8. Appearance Over Reality

Individuals, organizations, and institutions value appearances over reality.

hypocrisy: a feigning to be what one is not or to believe what one does not : behavior that contradicts what one claims to believe or feel

My society is losing integrity. It is as if we have become averse to uncomfortable truths. Is some bit of health advice, economic news, or message uncomfortable? Ignore it.

Do you want to do something unethical, malicious, or greedy? Spin it, change the rules, or hide the evidence.

Societies, states, and groups need integrity to survive. There are now pervasive, perverse social incentives to being dishonest. This is dangerous.

I rarely hear about the social contract, “treat others as you wish to be treated”, “collective sacrifice for the common good”

People argue about wearing masks, when doing so can stop suffering and death. It’s only a piece of cloth!

9. Privilege

I’m a privileged minority that can work remotely from home.

I did not earn that safety. I’m lucky that I can do so, in a country riven by inequality. No one in my immediate family must be at a high-risk job to make ends meet. My immediate family and close friends are all alive.
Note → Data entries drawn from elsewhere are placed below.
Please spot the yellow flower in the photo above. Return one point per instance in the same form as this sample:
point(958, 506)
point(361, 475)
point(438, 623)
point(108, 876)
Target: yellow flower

I am grateful for the latter, every day.

It is impossible for most people to keep themselves and their loved ones safe during this pandemic.

I hear politicians speak, and it is obvious they don’t know about going hungry, scrambling to make rent, or working two jobs while parenting. They say they represent the people, and yet by their own (in)actions let people suffer and die. I hear corporate executives whine about needing bailouts after buying back stocks. They lay off workers and give themselves bonuses.

10. Help Others

COVID-19 has caused unimaginable suffering: hunger, homelessness, lingering illness, death, illiteracy, loneliness. I’ve read thousands of articles and anecdotes; the horror is impossible to grasp.

Doomscrolling isn’t helpful. Instead, I implore you to help others. It is the right thing to do, hastens the end of this calamity, and is good for your mental health. If you’re reading this, chances are you’re one of the lucky ones.

Be safe, Be healthy, and take care of each other.